According to the Jewish calendar, Rosh Hashanah is the birthday of the universe, the day God created Adam and Eve, and is also celebrated as the Jewish New Year. Rosh Hashanah 5785 begins at sundown on the evening of October 2, 2024 and ends after nightfall on October 4, 2024. Rosh Hashanah is the only Jewish festival that is always two days long, even in Israel.
From my own Christian and interfaith perspective, I have experienced Rosh Hashanah as similar to a sense for the sacred solemnity of Ash Wednesday blending with our civic celebration of New Year’s Eve. Nonetheless, the holy of holies of Jewish time are the ten days that begin on Rosh Hashanah and end with Yom Kippur. These Days of Awe are known in Hebrew as the Yamim Noraim.

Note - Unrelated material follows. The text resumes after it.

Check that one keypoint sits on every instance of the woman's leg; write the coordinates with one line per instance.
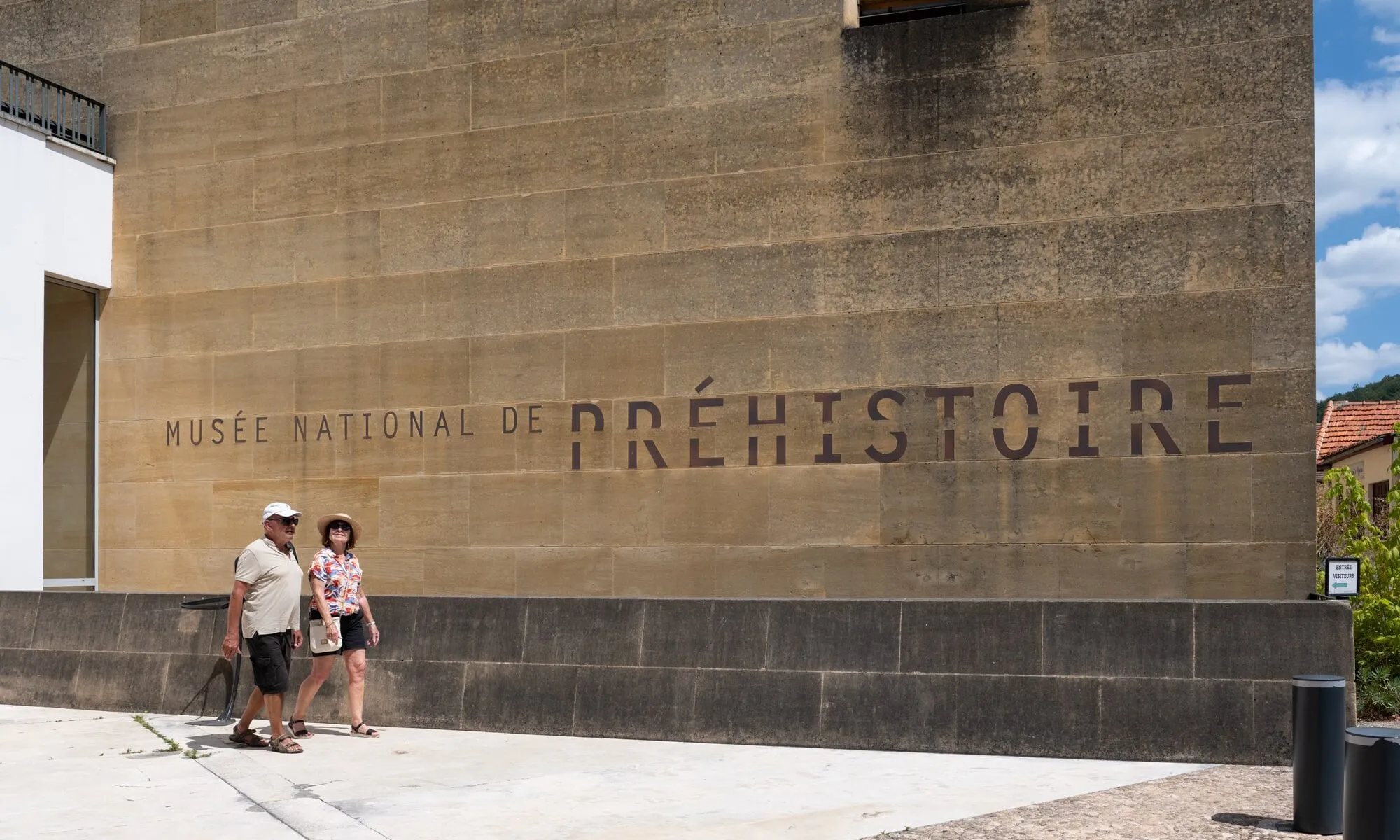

According to Rabbi Jonathan Sacks, “On Rosh Hashanah God judges the whole world and decides on their fate for the coming year. It is as if the world has become a courtroom. God Himself is the Judge. The shofar announces that the court is in session, and we are on trial, giving an account of our lives. If taken seriously, this is a potentially life-changing experience. It forces us to ask the most fateful questions we will ever ask.”
- Who am I?
- Why am I here?
- How shall I live?
- How have I lived until now?
- How have I used God’s greatest gift: time?
- Whom have I wronged, and how can I put it right?
- Where have I failed, and how shall I overcome my failures?
- What is broken in my life and needs mending?
- What chapter will I write in the Book of Life?
Rabbi Sacks continues, “The genius of Judaism was to take eternal truths and translate them into time, into lived experiences. Other cultures have constructed philosophies and theologies, elaborate systems of abstract thought. Judaism prefers truth lived to truth merely thought. Ancient Greece produced the logical imagination. Judaism produced the chronological imagination, truth transposed into the calendar.”
And although life at times may be difficult, the apples dipped into honey on Rosh Hashanah remind us all that life can still be sweet.